C:\Users\USERNAME\Desktop>java -classpath C:\Users\USERNAME\Desktop\mariadb-java-client-1.5.4.jar;C:\Users\USERNAME\Desktop\mwdumper.jar org.mediawiki.dumper.Dumper --output="mysql://127.0.0.1/DBNAME?user=USERNAME&password=PASSWORD" --format=sql:1.5 itwiki-20161201-pages-meta-current.xml.bz2

show variables like 'char%';

+--------------------------+---------------------------------+

Variable_nameValue

+--------------------------+---------------------------------+

character_set_clientutf8
character_set_connectionutf8
character_set_databaseutf8
character_set_filesystembinary
character_set_resultsutf8
character_set_serverutf8
character_set_systemutf8

[...]

You actually ran across https://chars.suikawiki.org/char/1D50A as far as I see. The page in question would be https://it.wikipedia.org/wiki/Discussioni_utente:%F0%9D%94%8A then.
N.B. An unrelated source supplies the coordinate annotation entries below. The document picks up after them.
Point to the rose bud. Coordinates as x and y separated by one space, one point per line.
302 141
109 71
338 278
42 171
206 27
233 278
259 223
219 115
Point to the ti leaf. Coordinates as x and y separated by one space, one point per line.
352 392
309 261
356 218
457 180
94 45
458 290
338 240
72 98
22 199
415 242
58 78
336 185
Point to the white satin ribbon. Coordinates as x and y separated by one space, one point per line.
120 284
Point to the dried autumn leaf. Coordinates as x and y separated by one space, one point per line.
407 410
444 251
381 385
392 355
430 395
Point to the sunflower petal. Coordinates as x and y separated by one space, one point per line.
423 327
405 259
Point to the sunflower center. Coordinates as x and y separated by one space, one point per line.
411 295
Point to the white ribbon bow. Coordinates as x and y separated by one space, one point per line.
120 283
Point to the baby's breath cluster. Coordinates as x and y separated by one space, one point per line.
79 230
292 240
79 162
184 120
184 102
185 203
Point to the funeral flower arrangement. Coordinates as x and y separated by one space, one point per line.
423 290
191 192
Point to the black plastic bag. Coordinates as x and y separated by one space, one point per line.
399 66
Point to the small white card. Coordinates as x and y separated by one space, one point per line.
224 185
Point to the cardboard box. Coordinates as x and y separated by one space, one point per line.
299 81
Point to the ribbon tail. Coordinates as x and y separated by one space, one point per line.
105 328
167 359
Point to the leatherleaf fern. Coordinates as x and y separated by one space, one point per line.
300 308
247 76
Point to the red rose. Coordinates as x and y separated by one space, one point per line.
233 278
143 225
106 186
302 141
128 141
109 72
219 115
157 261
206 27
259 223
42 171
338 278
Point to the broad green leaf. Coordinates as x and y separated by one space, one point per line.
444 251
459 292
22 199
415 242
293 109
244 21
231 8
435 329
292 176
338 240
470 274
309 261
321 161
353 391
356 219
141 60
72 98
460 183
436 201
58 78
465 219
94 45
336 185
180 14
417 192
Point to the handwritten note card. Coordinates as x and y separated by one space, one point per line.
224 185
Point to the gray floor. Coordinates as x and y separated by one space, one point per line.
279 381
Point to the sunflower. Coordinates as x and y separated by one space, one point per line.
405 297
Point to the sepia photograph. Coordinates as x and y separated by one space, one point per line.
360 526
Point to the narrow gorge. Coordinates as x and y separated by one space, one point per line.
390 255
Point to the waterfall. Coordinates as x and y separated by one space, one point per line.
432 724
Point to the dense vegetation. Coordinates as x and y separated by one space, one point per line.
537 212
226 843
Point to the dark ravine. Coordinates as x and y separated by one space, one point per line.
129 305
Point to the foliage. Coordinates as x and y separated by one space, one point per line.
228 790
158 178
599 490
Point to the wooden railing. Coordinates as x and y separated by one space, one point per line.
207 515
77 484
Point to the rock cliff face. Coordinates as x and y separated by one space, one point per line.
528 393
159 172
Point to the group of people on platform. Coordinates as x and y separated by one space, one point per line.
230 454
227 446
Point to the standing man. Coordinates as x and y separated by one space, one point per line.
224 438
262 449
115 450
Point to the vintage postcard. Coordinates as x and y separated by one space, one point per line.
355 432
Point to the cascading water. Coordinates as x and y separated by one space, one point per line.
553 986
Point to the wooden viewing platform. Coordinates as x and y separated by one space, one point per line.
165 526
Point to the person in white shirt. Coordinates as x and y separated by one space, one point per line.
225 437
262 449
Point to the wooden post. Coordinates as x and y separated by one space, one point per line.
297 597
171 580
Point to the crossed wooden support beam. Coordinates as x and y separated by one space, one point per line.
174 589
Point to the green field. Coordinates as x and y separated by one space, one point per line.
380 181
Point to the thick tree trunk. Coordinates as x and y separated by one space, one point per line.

As a workaround, you might want to just manually remove that from the dump or change the page title.

I'm still puzzled, it seems to be a true 4byte char trying to be insert in a column whose encoding is 3byte.

I eventually managed to fix it: WMF's install actually uses VARBINARY(255) instead of VACHAR(255) (as for mediawiki's default) for page_title column. An ALTER table 'page' CHANGE COLUMN 'page_title' 'page_title' VARBINARY(255) NOT NULL COLLATE 'binary'; did the trick. I'll go on testing around and I'll eventually change mediawiki.org's mwdumper guide.

Aklapper changed the subtype of this task from "Task" to "Bug Report".Feb 6 2022, 5:56 PM
hashar subscribed.

mwdumper is no more able to process dump generated since MediaWiki 1.31 (released in June 2018). The tool started in 2005 and is no more maintained, it is thus being archived, see T351228 for reference.